Hello everyone,
Short version :
Is it possible to get (with an aggregation maybe) new values that appeared in a specific field on my index every day ?
If I'm doing a term aggregation on my field "user.location", I'd like to find the diff between the keys found today and yesterday and before.
For instance, if I already have key A,B,C in yesterday and before's keys, and if today I got A,D,E keys, I'd like to get only D&E.
Long version :
I'm currently trying to find a way to harmonize Twitter's user.location field with Elasticsearch.
My final goal is to be able to batch my geocoding queries to geolocate Twitter users without sending millions of request everyday !
I thought of several things:
- Analyze this field to only get the relevant words (ie the cities, countries)

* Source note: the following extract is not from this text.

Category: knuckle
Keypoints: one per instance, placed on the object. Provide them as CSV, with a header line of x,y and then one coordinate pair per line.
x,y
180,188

- Make an aggregation (like term agg) to get all possible values
- Find a way to compare today's bucket with the rest
Several question are now raised...
- Is it possible to analyze such a field but keep the phrase as a key ? ie, make "London " be "London", but also keep "Paris, FR" as a full key ('cause if I only keep Paris, I will find my Paris,TX tweets in France ^^")
- Is there such an aggregation to get a diff between today's agg and the rest ?
- Is it possible to get all keys for the aggregation (ie pass the size parameter better than setting size to 1000000 ^^)
- If not, would you have a brilliant idea to do the same thing quite easily (in terms of perfs, execution time, complexity)
An idea would be
- Get today's terms agg about user.location field
- Compare this list to previous aggs found (how to store the previous list of locations ? how to compare it quickly to today's list ?)
- Store the new keys
Thanks a lot in advance